The recent DigiDeath conference, generated an exciting discussion on the public archaeology of digital mortality (see also Liv Nilsson’s earlier blog post). Among the topics of the conference, the use of 3D technology to document and visualize archaeological human remains provides us with food for thought on how this intersects with the debate on ethics in research practice.
With the rapid development of affordable tools to capture 3D information, 3D models (digital replicas) have become an increasingly popular way to document archaeological human remains. Digital replicas of bones and burials are now commonly shared among researchers and with wider audiences, and 3D models of the dead tend to be very visually appealing.
The ease with which 3D models of human bones or archaeological burials can be shared, reproduced, even 3D printed, has generated discussion on the ethical implications of using such technologies (see also Campanacho and Alves Cardoso’s twitter paper here). Moreover, previously raised concerns about the sharing of photographs of archaeological human remains in presentations, publications or the media, apply equally to sharing in newly available 3D formats and to modern (social) media.
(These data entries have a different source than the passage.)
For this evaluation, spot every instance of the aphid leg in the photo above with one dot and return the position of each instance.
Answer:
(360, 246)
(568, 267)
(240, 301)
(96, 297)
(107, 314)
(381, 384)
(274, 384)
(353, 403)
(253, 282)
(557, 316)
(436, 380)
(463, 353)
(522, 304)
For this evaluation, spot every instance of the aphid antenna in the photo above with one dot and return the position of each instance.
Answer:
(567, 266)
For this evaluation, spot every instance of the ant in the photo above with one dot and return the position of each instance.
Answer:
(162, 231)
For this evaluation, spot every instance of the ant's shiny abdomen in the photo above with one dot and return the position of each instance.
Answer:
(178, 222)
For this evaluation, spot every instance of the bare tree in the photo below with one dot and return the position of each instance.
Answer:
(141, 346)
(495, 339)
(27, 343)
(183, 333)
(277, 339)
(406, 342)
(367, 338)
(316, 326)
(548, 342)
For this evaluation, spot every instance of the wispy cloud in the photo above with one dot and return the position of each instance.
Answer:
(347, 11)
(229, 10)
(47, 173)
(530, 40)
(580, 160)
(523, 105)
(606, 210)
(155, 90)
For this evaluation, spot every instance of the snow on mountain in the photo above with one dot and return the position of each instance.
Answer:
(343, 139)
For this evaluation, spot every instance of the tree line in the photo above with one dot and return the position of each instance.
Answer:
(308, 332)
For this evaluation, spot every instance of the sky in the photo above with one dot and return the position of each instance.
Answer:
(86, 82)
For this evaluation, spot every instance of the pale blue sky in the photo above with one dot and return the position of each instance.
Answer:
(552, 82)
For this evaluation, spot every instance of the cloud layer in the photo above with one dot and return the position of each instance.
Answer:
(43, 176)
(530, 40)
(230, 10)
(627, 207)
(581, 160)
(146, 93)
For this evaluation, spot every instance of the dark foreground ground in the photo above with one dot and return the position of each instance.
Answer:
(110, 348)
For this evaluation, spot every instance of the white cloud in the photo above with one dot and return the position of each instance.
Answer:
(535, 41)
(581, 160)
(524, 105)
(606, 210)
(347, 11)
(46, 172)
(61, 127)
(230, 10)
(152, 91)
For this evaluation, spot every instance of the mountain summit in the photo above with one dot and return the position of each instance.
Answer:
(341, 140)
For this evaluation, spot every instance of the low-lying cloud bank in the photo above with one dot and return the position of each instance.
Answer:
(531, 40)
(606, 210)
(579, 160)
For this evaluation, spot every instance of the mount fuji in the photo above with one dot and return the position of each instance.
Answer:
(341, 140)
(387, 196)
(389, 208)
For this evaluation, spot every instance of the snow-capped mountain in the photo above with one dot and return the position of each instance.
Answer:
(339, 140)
As discussed during the conference, the many online contexts in which mortuary archaeology is accessed by a wider audience, not only amplify the audience engaging with this information, but can lead to disconnection from its sociocultural context and archaeological narrative. Many online formats do not allow for the level of detail and context that researchers are accustomed to providing along with these images. Disconnection of visualizations of the dead from their context represents an ethical dilemma in its own right, as the mortal remains of a person can become reduced to simply an object of interest, a curiosity. With the possibility to present human remains in new and perhaps even more visually appealing ways, comes the benefit of capturing people’s attention and imagination, but also the danger of such images becoming shorthand or even a substitute for the sociocultural context and archaeological narrative.
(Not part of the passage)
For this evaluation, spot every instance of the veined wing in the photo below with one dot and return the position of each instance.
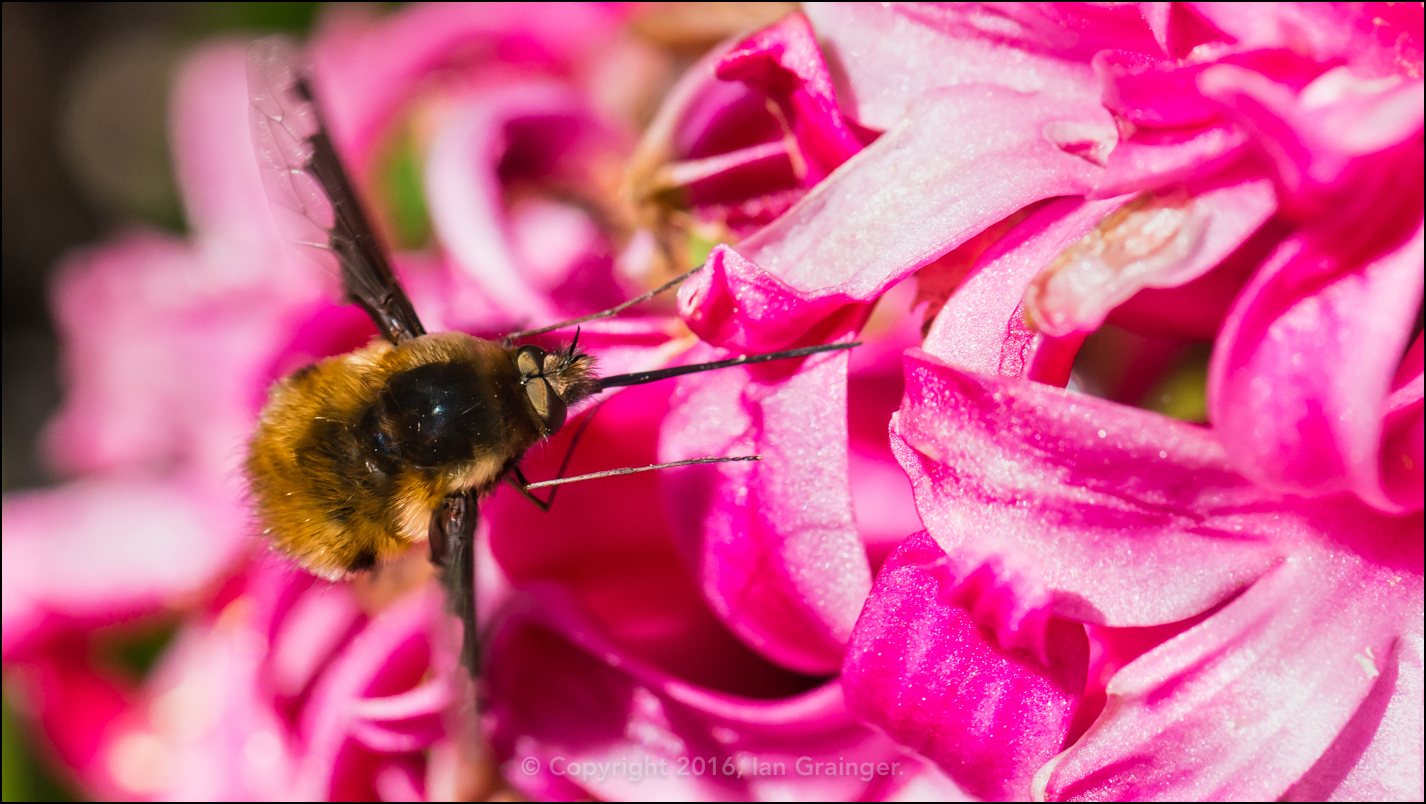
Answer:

But while 3D technologies are certainly not exempt from existing ethical dilemmas in mortuary archaeology, and while the ease of sharing and reproducing 3D models raises new set of concerns, 3D visualization may yet offer new ways of exhibiting the context and narrative. Immersive and interactive 3D technology has been widely demonstrated to increase memory retention and learning, and is perceived to be highly engaging and motivating by participants. Some Virtual Reality (VR) reconstructions of how archaeological sites would have looked in the past, allow the user to engage with the environment, including architecture, artefacts, people and their life histories, as well as a wider range of sensory experiences (i.e., not just visual, but also auditory and even haptic). Rather than presenting the skeletal remains of the dead, either as 3D bones, disconnected from their burial context, or as static 3D models of a grave during excavation, could we find ways to share past experiences of death and burial in a similarly immersive and sensory-rich way? Could we harness the potential of 3D visualization to share the wider context of what mortuary archaeology can reveal about the past: social interaction, social identities and inequality, health and disease, ritual practice, landscape and spatial organization, concepts of death and dying, to mention but a few. Can we imagine communicating mortuary archaeology beyond bones?